We are a band of brave explorers, leaving brave Bristol on our brave ship, to bravely go adventuring with the very brave Sir Peregrine Falcon, our brave guide. He’s so brave he has his very own song about how jolly brave he is. It’s whimsical and charming, and all just rather lovely. Sir Peregrine, played by Alex Scott, is bearded and booming, but never less than gentle with the excitable children in the front rows. He’s off to Antarctica, sustained only by fish-brain and sea slime sandwiches (cue much ewwww-ing from the delighted audience), in search of the fabled owlarbear – a fabulous, shy creature with the head and wings of an owl, and the body of a bear, which just wants to show off its dancing skills. As I said, adorable.

Sir Peregrine is aided and abetted on his journey by all manner of creatures, all played with immense energy and humour by Clare Beresford and Dominic Conway. We meet some rather mean-spirited prancing snowflakes, a pair of ice-skating penguins, some argumentative seals, two thieving seagulls (who perform a hilarious bird-ballet of little grace and much giggling), some rather wonderful glowing jellyfish and, of course, the owlarbear.

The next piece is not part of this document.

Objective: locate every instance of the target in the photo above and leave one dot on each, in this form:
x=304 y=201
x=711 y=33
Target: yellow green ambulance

The story is simple (a quest with a happy ending), but what Little Bulb does so well is to immerse its audience, young and old, in the world of the story. All of the animal characters are captivating and convincing, and the length is nicely judged to keep even the smallest enthralled. In fact, several very tiny toddlers were so involved that there was more than one stage-invader, especially when an lovely under-sea scene engulfed the stage in bubbles. I may even have popped one myself.

These three are not afraid to be a bit silly in order to provide entertainment, but it’s so well-judged that it never slips over into humiliation. Likewise, all of the audience participation is handled well, even the tiny heckler: when Sir Peregrine boomed, “Did you like the owlarbear?” the entire audience shouted back “yeeeeeeees”, except one little girl who stood up, folded her arms and said, very firmly, “No I didn’t.” (She was won over in the end – he checked.)

It’s hard to see how anyone could not be won over by this show. It’s gentle, funny and absolutely alive with theatrical magic. Go, with or without a small child.